第72話 【出張経費】錯綜

「わしゃ知らんぞ!」

 襲撃の後、大演説をしていたペリニヨン伯爵はそのまま宮殿の取調室に連れていかれていた。

「でしょうね」

 しかし襲撃の際の様子からみて関係ないは明らかであったため、2人の帝国憲兵はかえって困ったような空気で取り調べを進めていた。


「それにしても間抜けな襲撃犯たちだったな」

 帝国皇帝となったリリザは皮肉っぽい微笑を浮かべた。

「全くです」

 涼井がうなずく。


 アンダルシア宮殿は平野の中の丘の上に、天然の石を使って建造されている。

 もちろん様々なセンサー類やシールドで防御はされているが見た目は美しい、地球でいうところの近代の優美かつ豪奢なシェーンブルン宮殿を何倍もの大きさに拡大したかのようだった。


 事件の後、過激派貴族のグループであることが判明した犯人たちは連行された。

 リリザと涼井は宮殿からそびえたつ塔のひとつにおり、バルコニーに出ていた。

 アンダルシアはすっかり夜となり帝都の周囲にある街にぽつぽつと明りがともり桎梏の絨毯に宝石を敷き詰めたかのような光景だった。


 リリザと涼井は関係者だけで行われた戴冠式の後、このリリザお気に入りの休憩所にやってきて、ワインを傾けていたのだった。


 夜風が吹きわたりリリザの銀髪をふわりとなでていった。


「それにしても傑作だったわね。ペリニヨン伯爵の反応も」

「ですね」


 襲撃犯たちはほぼ無計画に押しかけたようだった。

 てっきりペリニヨン伯爵は陽動かと思われたのだが無関係だった。

  

 ただ襲撃犯たちはそもそも宮殿に持ち込めたのは携帯型の火薬式銃にすぎず、それは戴冠式として設定された大広間に張られていたシールドで防御されたのだった。


「言うのは簡単ね。ただ準備はかなり大変でしたけど」

 艦艇などで使うシールドは全長数百メートルにも達する物体を守ることができる。しかしその代わりにリアクト機関が生み出すエネルギーをそのまま利用できる。

 近代的な改装がなされているとはいえアンダルシア宮殿にはそこまでの設備はない。


 そこでアンダルシア宮殿専用の大気圏内航空機用のポートに警備名目で哨戒艇を数隻置いた。哨戒艇は全長せいぜい70mだが、一応は恒星間航行が可能で小さいがリアクト機関を備えている。

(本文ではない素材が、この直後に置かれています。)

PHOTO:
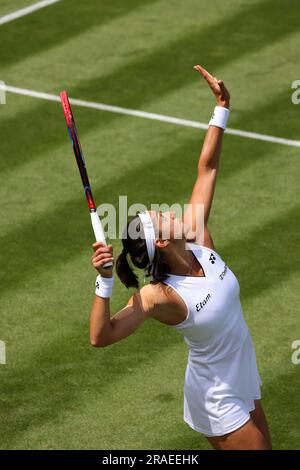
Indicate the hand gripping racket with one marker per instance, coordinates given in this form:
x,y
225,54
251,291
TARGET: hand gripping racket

 哨戒艇は実際に1~2隻がたまに飛び上がって帝都上空を警戒した。


 しかし1隻は固定され、そこからシールド発生装置を取り外し大広間の下に設置した。シールドで大広間や、その他想定された襲撃場所を護ることができるようにしたのだ。

 これらは全て戴冠式のための大修理の名目でひっそりとヴァイン公直参の家臣や、カルヴァドス伯爵の私兵のみで行われた。


 もちろん時間はかかる。

 これを発案したのは涼井だった。それはリオハ条約の会談まで遡る。


 帝国ではどうしても求心力を高めるために戴冠式は行う必要がある。

 必要はあるが、反対派や過激派の貴族たちを炙りだすことができると考えたのだった。


 戴冠式を行わないということも考えられたが、それではかえっていつどこで誰が襲撃に来るか分からなかった。あくまで六大選帝公が内乱で勝ち取っただけの危うい帝位だから暗殺の危険は常にあった。


 時間がかかるがゆえに涼井たちは戴冠式の発表とともにゆっくりと、しかも外交儀礼の要素が強い海軍の宇宙艦艇でやってきたのだ。いろいろな星で会食やパーティを繰り返しながら。

 当然、今回の重要な講和相手である共和国の使節の到着を待って戴冠式は行われることになる。発表から長い時間がかかっても不思議ではなかった。


 そして戴冠式を発表することで襲撃対象の可能性を狭めたのだった。


「もちろん本当にやるとは思ってなかったけど、やってくれたわ」

 リリザはグラスに半分ほど残ったルビー色のワインを飲みほした。


「そういえば……」 

 涼井は問いかける。

「なぜ私のことを『涼井』と呼んだのですか?」

「知りたい?」

 リリザは年齢に似つかわしくない謎めいた表情をその銀色の瞳の中に浮かべた。


「……もし帝国皇帝の婿に入ったら教えてあげると言ったら?」

 その囁きは蠱惑的に思えたが、涼井は困ったような表情を浮かべた。

 リリザは笑った。


「冗談よ。冗談……それは……」

 リリザは涼井の耳元に何かをささやいた。涼井の表情が変わる。


 その時また夜風が帝都アンダルシアを吹きわたり、リリザの銀髪をなでていったのだった。